A análise do Botafogo é para deixar qualquer alvinegro preocupado. O estudo afirma que o clube “caminha para uma situação de completa insolvência”, mesmo tendo reduzido custos num nível que acompanhou a queda nas receitas. O problema é a dívida colossal.

Caíram 16% das receitas totais e 21% das receitas recorrentes — aquelas que excluem os valores conseguidos com vendas de jogadores. Na prática, é um retorno ao patamar de receita de 2016, o que parece realista: indica que o Botafogo inflou sua receita temporariamente em 2017 ao avançar até as quartas da Libertadores.

O peso da dívida é o problema central. Com capacidade de geração de caixa próxima de R$ 25 milhões, é quase impossível enfrentar uma dívida de R$ 672 milhões: seu custo consome quase toda a capacidade de renda do clube.

Segundo maior devedor

Já a situação financeira do Fluminense foi classificada pelo estudo como uma “piscina de plástico cheio de furos”. A análise do Itaú BBA indica que os problemas do tricolor só serão contornados quando todos esses “furos” forem fechados.

O maior problema nas Laranjeiras tem sido não conseguir ampliar suas receitas. O crescimento de 19% em 2018 foi impulsionado pela venda de atletas, o que revela dependência de uma fonte de recursos volátil e difícil de controlar. Tanto que, consideradas as demais receitas — as recorrentes — houve queda de 8%. Refletida em campo com as campanhas fracas e a instabilidade política, a dificuldade em mobilizar a torcida se evidencia: as receitas com bilheteria e programa de sócio-torcedor caíram 23%.

A dívida total de R$ 420 milhões é outro foco de pressão, já que está desequilibrada em relação à capacidade de geração de caixa. Além disso, há R$ 230 milhões em provisões para contingências que podem virar dívida — somando os valores, o Fluminense se tornaria o segundo maior devedor.

Progresso vascaíno

O clube também fez bom trabalho de redução de custos, em especial com pessoal, o que inclui o futebol, chegando a 12%. Mas houve crescimento de 9% nos custos em outras áreas, o que aponta espaço para cortes.

Assim como o Fluminense, o Vasco sofre com as dificuldades em fazer as receitas crescerem consistente e rapidamente. Não tem sido fácil reduzir custos e, com isso, não sobra dinheiro para investimento. No entanto, o clube tem buscado uma saída tanto ao conter custos quanto ao ampliar a entrada de dinheiro, mesmo que de forma tímida.

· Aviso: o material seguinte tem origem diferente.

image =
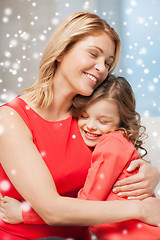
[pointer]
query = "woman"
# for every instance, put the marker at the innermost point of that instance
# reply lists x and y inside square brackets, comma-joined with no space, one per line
[41,140]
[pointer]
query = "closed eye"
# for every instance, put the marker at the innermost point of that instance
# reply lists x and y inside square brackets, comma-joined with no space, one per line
[84,116]
[93,54]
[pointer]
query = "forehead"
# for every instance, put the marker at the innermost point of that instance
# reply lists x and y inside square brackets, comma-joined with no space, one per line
[102,41]
[102,107]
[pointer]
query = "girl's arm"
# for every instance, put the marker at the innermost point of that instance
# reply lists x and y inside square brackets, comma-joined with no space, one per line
[109,161]
[141,185]
[34,182]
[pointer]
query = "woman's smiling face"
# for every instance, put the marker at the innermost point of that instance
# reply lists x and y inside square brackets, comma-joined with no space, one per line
[86,64]
[98,119]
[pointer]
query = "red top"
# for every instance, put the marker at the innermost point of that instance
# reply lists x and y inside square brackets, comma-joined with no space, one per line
[68,159]
[110,159]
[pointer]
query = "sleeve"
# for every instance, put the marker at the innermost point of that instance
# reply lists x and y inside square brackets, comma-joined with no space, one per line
[109,159]
[31,217]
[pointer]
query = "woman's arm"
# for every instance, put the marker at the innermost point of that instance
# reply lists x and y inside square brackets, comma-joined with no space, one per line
[141,185]
[34,182]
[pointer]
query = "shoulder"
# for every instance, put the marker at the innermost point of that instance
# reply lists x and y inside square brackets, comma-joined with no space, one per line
[11,121]
[115,140]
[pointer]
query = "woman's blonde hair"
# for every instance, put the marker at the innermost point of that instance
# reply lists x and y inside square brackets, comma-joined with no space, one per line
[116,89]
[71,30]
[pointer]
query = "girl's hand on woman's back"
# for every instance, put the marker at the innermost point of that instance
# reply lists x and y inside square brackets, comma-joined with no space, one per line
[10,210]
[140,185]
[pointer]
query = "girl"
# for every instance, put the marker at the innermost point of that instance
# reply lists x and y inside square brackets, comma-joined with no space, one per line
[41,140]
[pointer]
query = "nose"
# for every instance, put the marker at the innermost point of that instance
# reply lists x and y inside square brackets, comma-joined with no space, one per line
[100,67]
[91,125]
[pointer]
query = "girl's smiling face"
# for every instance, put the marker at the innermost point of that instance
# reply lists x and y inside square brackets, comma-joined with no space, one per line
[97,119]
[86,64]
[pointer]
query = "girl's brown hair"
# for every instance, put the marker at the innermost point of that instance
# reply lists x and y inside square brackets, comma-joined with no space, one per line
[116,89]
[71,30]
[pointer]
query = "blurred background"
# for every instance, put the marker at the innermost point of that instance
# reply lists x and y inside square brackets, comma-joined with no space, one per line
[26,25]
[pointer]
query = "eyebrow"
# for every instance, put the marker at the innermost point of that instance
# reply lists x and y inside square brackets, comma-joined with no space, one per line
[101,50]
[106,116]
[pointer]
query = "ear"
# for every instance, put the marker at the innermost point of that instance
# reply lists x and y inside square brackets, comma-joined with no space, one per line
[60,57]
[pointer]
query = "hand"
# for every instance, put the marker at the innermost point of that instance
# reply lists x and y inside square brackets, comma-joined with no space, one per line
[140,185]
[10,210]
[150,211]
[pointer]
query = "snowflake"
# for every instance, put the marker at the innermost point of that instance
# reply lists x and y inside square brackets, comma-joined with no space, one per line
[5,185]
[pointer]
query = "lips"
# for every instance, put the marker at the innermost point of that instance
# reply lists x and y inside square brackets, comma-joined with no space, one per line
[91,136]
[92,78]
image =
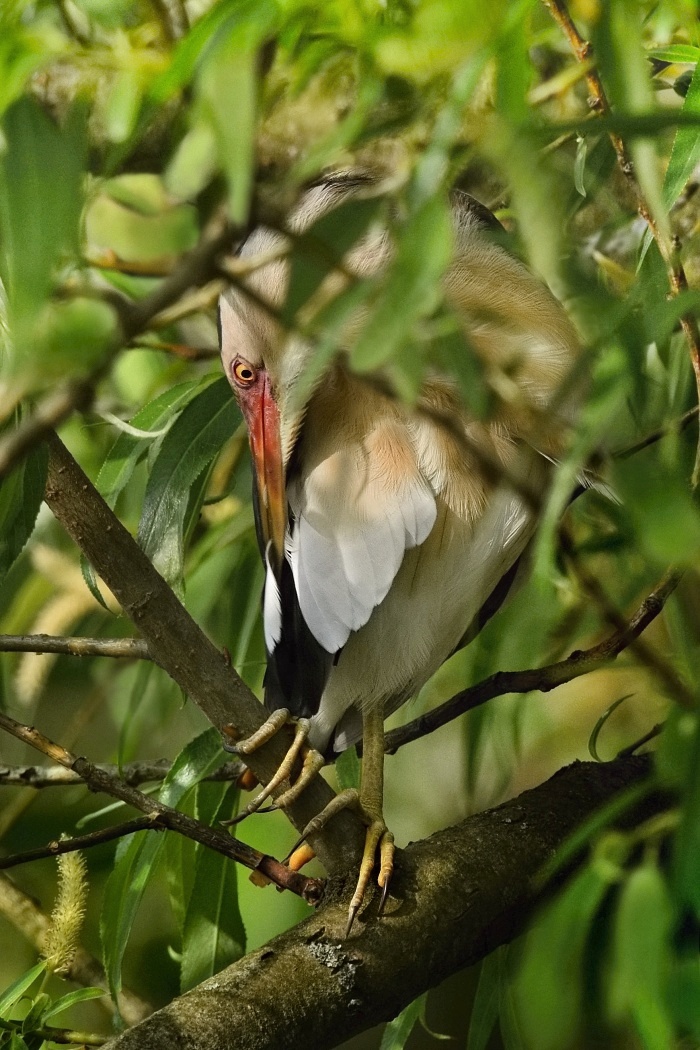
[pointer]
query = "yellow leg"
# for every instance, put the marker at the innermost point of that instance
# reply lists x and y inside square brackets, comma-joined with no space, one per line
[372,797]
[312,763]
[368,802]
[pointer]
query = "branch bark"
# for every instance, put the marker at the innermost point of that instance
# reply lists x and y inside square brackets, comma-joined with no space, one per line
[455,897]
[178,645]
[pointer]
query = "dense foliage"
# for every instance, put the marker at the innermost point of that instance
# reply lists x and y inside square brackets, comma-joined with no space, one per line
[131,131]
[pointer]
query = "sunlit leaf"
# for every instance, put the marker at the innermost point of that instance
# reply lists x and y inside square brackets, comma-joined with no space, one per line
[136,857]
[21,492]
[397,1032]
[213,933]
[188,447]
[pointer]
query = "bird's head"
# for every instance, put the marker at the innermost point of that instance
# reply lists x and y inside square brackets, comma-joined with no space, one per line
[264,362]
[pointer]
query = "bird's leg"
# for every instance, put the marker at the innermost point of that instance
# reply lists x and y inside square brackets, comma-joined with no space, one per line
[368,802]
[312,763]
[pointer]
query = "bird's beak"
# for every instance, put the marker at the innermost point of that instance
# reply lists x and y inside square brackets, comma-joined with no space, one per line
[262,418]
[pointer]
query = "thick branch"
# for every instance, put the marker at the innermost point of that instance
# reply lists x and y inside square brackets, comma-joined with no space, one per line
[131,773]
[165,816]
[537,679]
[455,897]
[178,645]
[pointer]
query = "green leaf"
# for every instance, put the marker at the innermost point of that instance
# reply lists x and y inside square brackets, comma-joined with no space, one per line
[21,492]
[686,845]
[485,1008]
[347,769]
[138,855]
[397,1032]
[40,205]
[71,999]
[685,150]
[213,933]
[187,449]
[17,989]
[230,71]
[549,986]
[411,289]
[675,53]
[640,949]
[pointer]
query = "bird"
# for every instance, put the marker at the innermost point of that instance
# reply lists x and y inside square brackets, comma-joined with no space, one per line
[390,531]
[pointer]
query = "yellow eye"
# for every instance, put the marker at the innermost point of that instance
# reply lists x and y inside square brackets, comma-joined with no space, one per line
[244,373]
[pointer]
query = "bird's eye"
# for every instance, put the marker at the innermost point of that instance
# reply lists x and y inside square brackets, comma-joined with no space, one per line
[244,373]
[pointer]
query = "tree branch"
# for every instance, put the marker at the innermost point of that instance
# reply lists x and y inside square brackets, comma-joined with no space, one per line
[131,773]
[455,897]
[119,648]
[165,816]
[60,846]
[537,679]
[669,249]
[178,645]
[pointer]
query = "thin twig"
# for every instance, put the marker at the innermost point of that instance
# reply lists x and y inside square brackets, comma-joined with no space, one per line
[98,780]
[59,846]
[667,248]
[118,648]
[537,679]
[131,773]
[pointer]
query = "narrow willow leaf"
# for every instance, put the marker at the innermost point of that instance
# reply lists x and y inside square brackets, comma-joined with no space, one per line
[411,289]
[187,449]
[396,1034]
[21,492]
[17,989]
[640,957]
[71,999]
[347,769]
[485,1009]
[686,845]
[549,986]
[40,203]
[213,933]
[136,857]
[128,450]
[685,150]
[230,71]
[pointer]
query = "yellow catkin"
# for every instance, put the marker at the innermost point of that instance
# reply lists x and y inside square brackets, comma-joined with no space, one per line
[61,940]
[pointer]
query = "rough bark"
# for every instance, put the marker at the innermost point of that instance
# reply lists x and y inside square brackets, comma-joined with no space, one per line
[455,897]
[179,646]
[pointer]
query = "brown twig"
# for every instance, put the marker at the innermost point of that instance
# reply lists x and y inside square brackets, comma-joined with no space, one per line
[117,648]
[667,248]
[537,679]
[132,773]
[59,846]
[98,780]
[181,648]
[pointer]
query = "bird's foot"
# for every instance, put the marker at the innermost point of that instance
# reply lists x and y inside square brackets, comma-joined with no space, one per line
[313,761]
[377,837]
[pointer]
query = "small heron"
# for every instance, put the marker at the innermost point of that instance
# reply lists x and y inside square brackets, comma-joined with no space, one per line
[387,543]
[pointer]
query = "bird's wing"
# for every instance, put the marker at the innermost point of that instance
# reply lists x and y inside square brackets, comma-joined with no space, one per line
[355,512]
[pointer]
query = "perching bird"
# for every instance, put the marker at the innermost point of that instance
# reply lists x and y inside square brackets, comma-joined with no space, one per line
[387,543]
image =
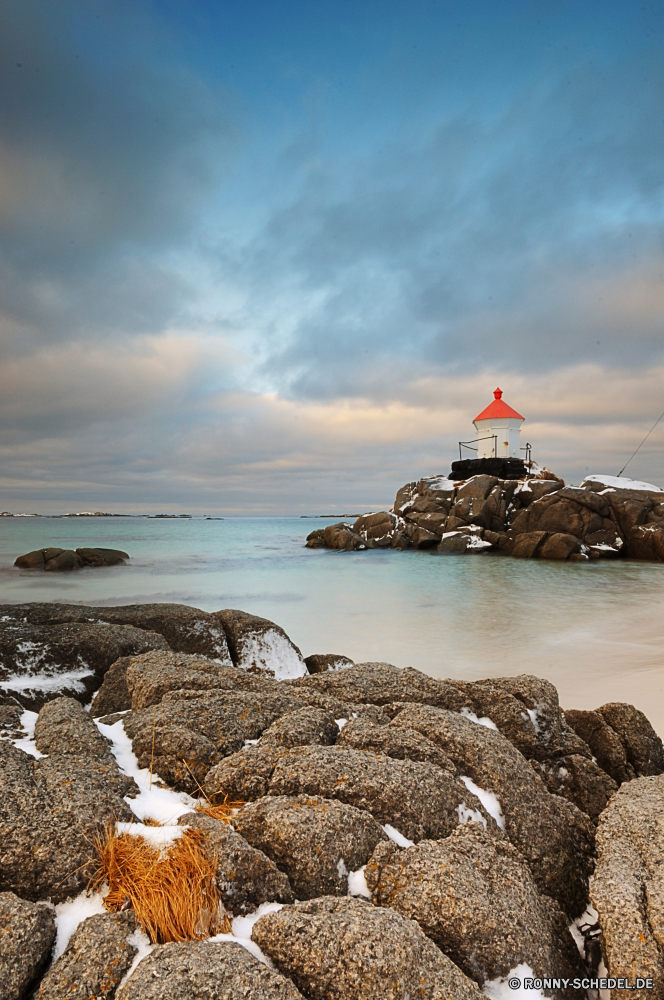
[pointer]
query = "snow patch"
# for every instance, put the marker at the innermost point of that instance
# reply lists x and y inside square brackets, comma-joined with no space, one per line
[70,914]
[273,651]
[489,800]
[156,802]
[483,721]
[619,483]
[241,928]
[396,837]
[497,989]
[27,742]
[357,883]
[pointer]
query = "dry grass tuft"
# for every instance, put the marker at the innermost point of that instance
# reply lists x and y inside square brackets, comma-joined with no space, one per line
[173,890]
[223,812]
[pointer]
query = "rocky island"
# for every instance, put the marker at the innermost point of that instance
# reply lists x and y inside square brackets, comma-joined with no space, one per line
[190,809]
[535,517]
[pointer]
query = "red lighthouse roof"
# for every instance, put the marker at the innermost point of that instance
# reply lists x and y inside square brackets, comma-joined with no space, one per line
[498,409]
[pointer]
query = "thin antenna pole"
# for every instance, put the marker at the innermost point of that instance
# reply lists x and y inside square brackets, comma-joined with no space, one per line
[640,446]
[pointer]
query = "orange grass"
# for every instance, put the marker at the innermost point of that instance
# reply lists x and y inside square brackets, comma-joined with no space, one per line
[172,890]
[223,812]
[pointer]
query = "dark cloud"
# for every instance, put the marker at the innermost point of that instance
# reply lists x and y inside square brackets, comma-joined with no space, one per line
[108,150]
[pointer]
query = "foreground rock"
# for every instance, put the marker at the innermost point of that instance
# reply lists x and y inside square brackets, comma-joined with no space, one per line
[529,518]
[347,949]
[59,560]
[94,961]
[475,898]
[52,809]
[628,886]
[260,646]
[316,841]
[185,629]
[417,799]
[553,835]
[196,970]
[38,662]
[190,731]
[246,876]
[27,932]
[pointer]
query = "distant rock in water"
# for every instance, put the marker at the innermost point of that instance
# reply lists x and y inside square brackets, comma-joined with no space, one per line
[534,517]
[59,560]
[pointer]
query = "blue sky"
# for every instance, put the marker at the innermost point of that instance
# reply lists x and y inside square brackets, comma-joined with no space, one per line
[273,257]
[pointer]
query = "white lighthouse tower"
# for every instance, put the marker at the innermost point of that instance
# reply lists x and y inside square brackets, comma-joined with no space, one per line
[498,430]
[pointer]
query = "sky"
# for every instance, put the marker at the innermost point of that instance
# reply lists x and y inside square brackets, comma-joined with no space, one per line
[273,256]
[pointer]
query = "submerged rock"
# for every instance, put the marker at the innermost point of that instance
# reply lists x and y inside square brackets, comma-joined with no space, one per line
[27,933]
[347,949]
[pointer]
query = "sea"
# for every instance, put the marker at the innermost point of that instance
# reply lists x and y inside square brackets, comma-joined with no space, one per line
[596,629]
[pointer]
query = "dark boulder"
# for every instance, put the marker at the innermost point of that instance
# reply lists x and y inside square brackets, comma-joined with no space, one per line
[246,877]
[315,841]
[151,676]
[401,744]
[27,932]
[246,775]
[196,970]
[473,895]
[347,949]
[643,746]
[59,560]
[94,961]
[627,889]
[64,727]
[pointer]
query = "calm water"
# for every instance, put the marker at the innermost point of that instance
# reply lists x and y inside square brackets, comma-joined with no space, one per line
[595,630]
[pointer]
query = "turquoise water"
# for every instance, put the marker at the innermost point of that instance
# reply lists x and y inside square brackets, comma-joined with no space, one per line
[596,630]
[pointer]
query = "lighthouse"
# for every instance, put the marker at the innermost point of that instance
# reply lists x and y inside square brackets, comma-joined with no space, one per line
[498,430]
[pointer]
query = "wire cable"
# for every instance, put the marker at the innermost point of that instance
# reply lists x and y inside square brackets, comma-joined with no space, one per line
[640,446]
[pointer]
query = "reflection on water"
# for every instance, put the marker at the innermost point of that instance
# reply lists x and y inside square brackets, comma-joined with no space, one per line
[595,630]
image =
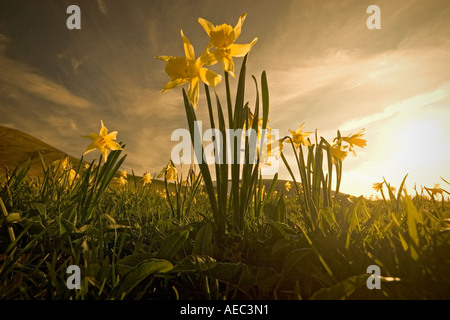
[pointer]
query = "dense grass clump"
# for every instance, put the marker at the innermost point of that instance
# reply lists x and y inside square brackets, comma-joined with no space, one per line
[139,241]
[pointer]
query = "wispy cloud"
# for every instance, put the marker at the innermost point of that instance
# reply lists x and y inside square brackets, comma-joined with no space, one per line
[20,76]
[406,105]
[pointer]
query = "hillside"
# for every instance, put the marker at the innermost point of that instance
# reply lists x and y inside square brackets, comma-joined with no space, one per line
[16,147]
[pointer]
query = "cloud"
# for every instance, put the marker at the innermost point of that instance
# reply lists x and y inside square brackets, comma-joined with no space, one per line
[22,77]
[406,105]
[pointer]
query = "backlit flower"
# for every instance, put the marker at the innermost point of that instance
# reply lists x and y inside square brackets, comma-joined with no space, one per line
[436,190]
[222,37]
[299,137]
[378,186]
[187,69]
[147,178]
[338,152]
[287,186]
[103,141]
[169,172]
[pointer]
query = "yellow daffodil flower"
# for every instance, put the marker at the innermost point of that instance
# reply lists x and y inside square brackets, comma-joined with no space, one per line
[378,186]
[147,178]
[187,69]
[287,186]
[299,137]
[169,172]
[123,174]
[222,37]
[338,152]
[121,181]
[436,190]
[72,175]
[103,142]
[355,140]
[61,165]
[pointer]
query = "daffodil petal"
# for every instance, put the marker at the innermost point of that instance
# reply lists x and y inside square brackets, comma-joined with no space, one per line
[208,26]
[103,130]
[240,50]
[237,28]
[209,77]
[188,48]
[104,152]
[92,136]
[90,148]
[111,135]
[193,92]
[113,145]
[173,84]
[164,58]
[228,65]
[207,58]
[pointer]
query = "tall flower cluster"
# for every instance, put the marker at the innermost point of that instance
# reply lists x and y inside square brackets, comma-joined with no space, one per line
[221,48]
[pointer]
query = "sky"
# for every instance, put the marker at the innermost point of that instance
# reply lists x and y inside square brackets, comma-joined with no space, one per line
[324,67]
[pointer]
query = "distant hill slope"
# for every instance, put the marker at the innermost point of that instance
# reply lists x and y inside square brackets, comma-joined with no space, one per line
[16,147]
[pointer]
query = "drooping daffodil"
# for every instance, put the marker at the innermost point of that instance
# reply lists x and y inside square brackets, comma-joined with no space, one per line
[222,37]
[182,70]
[103,141]
[299,137]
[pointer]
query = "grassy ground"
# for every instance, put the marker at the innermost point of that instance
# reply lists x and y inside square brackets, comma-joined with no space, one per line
[136,241]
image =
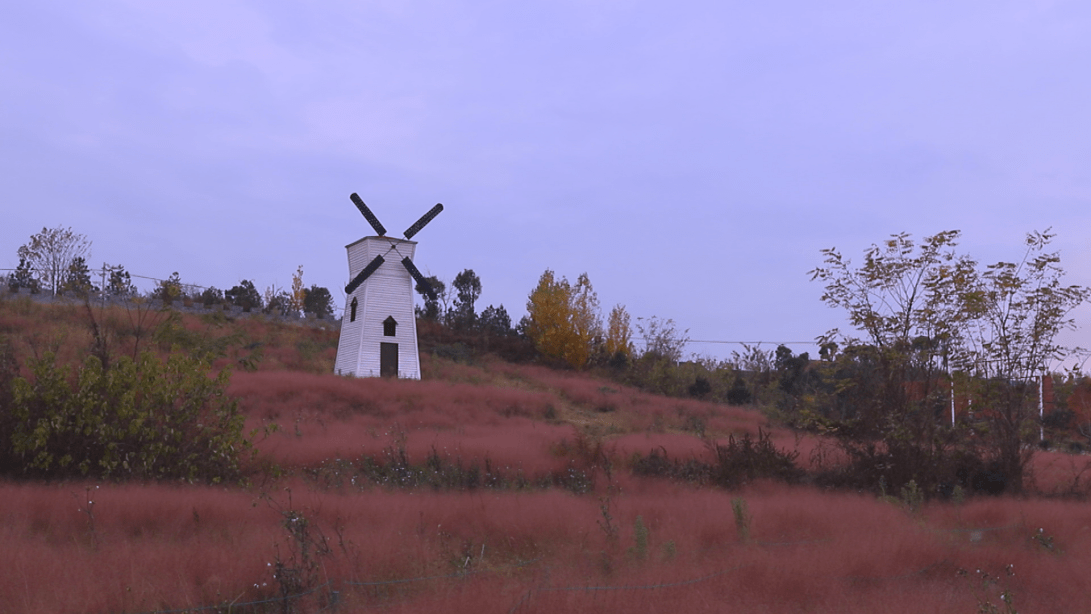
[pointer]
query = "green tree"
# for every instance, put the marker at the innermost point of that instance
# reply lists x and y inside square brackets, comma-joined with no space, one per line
[120,283]
[50,253]
[467,287]
[78,278]
[495,321]
[318,300]
[1016,312]
[619,342]
[169,290]
[246,296]
[23,277]
[926,310]
[434,302]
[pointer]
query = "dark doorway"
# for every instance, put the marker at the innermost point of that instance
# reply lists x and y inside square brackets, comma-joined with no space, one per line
[388,360]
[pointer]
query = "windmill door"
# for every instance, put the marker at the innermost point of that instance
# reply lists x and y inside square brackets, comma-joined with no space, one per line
[388,360]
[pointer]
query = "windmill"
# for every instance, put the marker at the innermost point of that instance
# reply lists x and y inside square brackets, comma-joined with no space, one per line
[379,328]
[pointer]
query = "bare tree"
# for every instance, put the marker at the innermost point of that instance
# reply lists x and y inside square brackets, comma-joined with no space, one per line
[50,253]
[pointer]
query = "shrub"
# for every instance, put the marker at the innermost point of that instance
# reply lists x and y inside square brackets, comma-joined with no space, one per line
[142,419]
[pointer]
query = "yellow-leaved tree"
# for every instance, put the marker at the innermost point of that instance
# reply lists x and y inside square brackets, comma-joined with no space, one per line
[564,318]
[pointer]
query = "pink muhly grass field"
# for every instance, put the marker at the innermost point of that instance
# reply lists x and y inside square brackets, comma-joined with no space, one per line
[159,546]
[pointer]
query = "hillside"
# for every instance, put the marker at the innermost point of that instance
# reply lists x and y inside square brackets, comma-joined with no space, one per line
[500,486]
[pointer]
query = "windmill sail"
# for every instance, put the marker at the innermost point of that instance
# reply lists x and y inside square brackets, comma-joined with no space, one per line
[374,264]
[423,220]
[368,215]
[416,275]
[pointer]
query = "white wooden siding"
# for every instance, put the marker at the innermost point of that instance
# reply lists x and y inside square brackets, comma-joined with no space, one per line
[388,291]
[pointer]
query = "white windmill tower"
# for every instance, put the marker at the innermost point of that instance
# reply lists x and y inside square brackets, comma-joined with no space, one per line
[379,328]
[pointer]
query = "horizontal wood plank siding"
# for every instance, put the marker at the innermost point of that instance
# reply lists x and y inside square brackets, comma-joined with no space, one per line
[388,291]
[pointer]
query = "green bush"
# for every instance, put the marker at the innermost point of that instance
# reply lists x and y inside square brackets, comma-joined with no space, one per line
[145,419]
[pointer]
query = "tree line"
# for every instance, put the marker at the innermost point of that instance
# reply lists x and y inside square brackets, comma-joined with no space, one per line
[55,260]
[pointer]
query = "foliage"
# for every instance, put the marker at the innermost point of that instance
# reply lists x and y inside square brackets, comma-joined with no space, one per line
[50,253]
[244,296]
[495,321]
[298,293]
[23,277]
[563,318]
[927,311]
[78,278]
[211,296]
[318,300]
[467,287]
[434,302]
[619,341]
[120,283]
[147,419]
[168,290]
[278,302]
[1017,310]
[662,340]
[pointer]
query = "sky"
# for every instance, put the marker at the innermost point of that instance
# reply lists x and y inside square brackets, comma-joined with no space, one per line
[692,157]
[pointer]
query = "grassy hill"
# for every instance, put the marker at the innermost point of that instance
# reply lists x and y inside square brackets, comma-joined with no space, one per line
[500,486]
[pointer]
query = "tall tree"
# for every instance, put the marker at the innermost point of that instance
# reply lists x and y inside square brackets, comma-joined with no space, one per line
[78,278]
[434,303]
[50,253]
[319,300]
[563,320]
[467,287]
[246,296]
[23,277]
[619,334]
[120,283]
[168,290]
[298,291]
[495,321]
[1017,310]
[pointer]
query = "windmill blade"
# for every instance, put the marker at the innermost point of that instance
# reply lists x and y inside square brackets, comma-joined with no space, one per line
[416,275]
[368,215]
[374,264]
[424,219]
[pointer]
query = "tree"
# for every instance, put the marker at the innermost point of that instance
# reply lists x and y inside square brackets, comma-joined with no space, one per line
[467,287]
[1016,312]
[495,321]
[298,292]
[619,335]
[563,320]
[927,310]
[50,253]
[244,295]
[662,340]
[277,301]
[120,283]
[211,296]
[78,278]
[145,418]
[168,290]
[434,302]
[318,300]
[23,277]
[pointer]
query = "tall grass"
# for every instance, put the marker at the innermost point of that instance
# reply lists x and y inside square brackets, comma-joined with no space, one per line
[159,548]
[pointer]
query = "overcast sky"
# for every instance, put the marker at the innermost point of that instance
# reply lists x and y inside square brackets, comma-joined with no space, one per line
[693,158]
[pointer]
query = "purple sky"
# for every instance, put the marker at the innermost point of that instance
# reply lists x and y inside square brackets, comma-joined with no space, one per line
[692,157]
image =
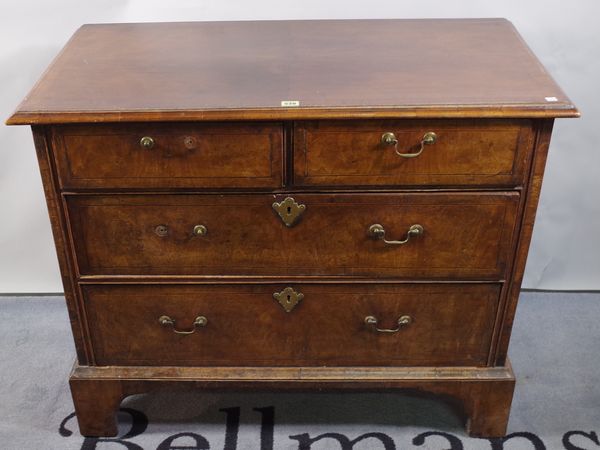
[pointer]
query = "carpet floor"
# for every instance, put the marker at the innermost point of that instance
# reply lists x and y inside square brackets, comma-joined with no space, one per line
[555,353]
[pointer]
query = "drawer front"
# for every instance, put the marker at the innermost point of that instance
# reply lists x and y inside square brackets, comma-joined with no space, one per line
[169,155]
[237,325]
[462,153]
[464,235]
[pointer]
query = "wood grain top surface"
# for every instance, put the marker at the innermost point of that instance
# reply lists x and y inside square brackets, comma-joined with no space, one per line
[333,69]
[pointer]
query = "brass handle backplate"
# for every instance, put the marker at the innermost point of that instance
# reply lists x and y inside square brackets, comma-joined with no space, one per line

O clube arrecadou R$ 86 milhões com a venda de atletas e somou R$ 243 milhões totais em 2018. Está em nono lugar no Brasil, atrás inclusive do Fluminense. O maior problema foi ter aumentado custos na mesma proporção em que ampliou as receitas.

Se considerarmos as receitas recorrentes, esse montante cai para R$ 157 milhões, e o clube passa a ser o 11º do Brasil em arrecadação, ficando ainda mais aquém de suas possibilidades, considerando o tamanho de sua torcida.

Já as dívidas apresentaram redução em 2018 — caíram de R$ 533 para 496 milhões, mas ainda são muito altas e não permitem que o clube respire. Por outro lado, os impostos cresceram devido aos novos parcelamentos. A situação é bastante difícil, mas o estudo entende que o Vasco deu o primeiro passo.